SQL blind inserts are a common mistake, but they’re easily avoided. This article explains what blind inserts are and how to avoid them, as well as dispelling a common misconception about how to avoid them.
What is a blind insert?
A blind insert is when an
INSERT query doesn’t specify which columns receive the inserted data. For instance, this query is a blind insert:
insert into apples select color, price, variety from fruits where type = 'apple';
Notice the query doesn’t say what columns are targeted by the
INSERT. In fact, it’s impossible to tell just by looking at this query. The only thing I know from this query is that the first three columns of the
apples table, whatever those may be, will receive the values from the
This query needs to specify the target columns by name, all of them:
insert into apples (color, price, type) select color, price, variety from fruits where type = 'apple';
Why is this a bad thing?
Because the database schema may change. Columns may be moved, renamed, added, or deleted. And when they are, one of at least three things can happen:
- The query fails. This is the best-case scenario. Someone deleted a column from the target table, and now there aren’t enough columns for the insert to go into, or someone changed a data type and the inserted type isn’t compatible, or so on. But at least your data isn’t getting corrupted, and you may even know the problem exists because of an error message.
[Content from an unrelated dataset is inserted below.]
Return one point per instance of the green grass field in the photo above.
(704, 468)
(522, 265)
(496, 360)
- The query continues to work, and nothing is wrong. This is a middle-worst-case scenario. Your data isn’t corrupt, but the monster is still hiding under the bed.
- The query continues to work, but now some data is being inserted somewhere it doesn’t belong. Your data is getting corrupted.
Usually, when this happens, it’s in the middle of the night when that scheduled task runs, and you’re at home in bed when the phone rings. Yuck!
Even in the best case, it can be hard to figure out what’s wrong, because the columns in the target table aren’t the way they used to be. You could end up very confused, under a lot of pressure to fix something in the middle of the night, and the extra documentation provided by the named target columns isn’t there. Notice in my example above, the
variety column from the
fruits table is actually supposed to go into the
type column in the
apples table. Imagine there’s also a column named
variety on the
apples table, but it’s for a different bit of data… you might end up trying to ‘fix’ the broken query by putting the wrong data into the wrong column, if you didn’t have those named targets to alert you that’s not the right thing to do.
How to fix this
The solution is really easy, of course. Just name the inserts. But it goes beyond that; it helps to have a coding standard and a review process when code is released.
Sometimes I’ve seen people get confused about the distinction between naming the target columns and naming the select columns. For example, sometimes people think this is equivalent to naming the target columns:
insert into apples select 5 as price, ...
The above syntax does not put 5 into the
price column. The source columns can be named anything; it’s just a name, and it doesn’t influence where the data goes. In fact, giving anonymous columns in the source a name is completely superfluous. Even if you’re in the habit of doing it as “documentation” of where the source should go, it’s a bad idea, simply because it can become wrong when someone changes the query. It’s like a comment that repeats what the code already says: it’s redundant, and therefore a liability.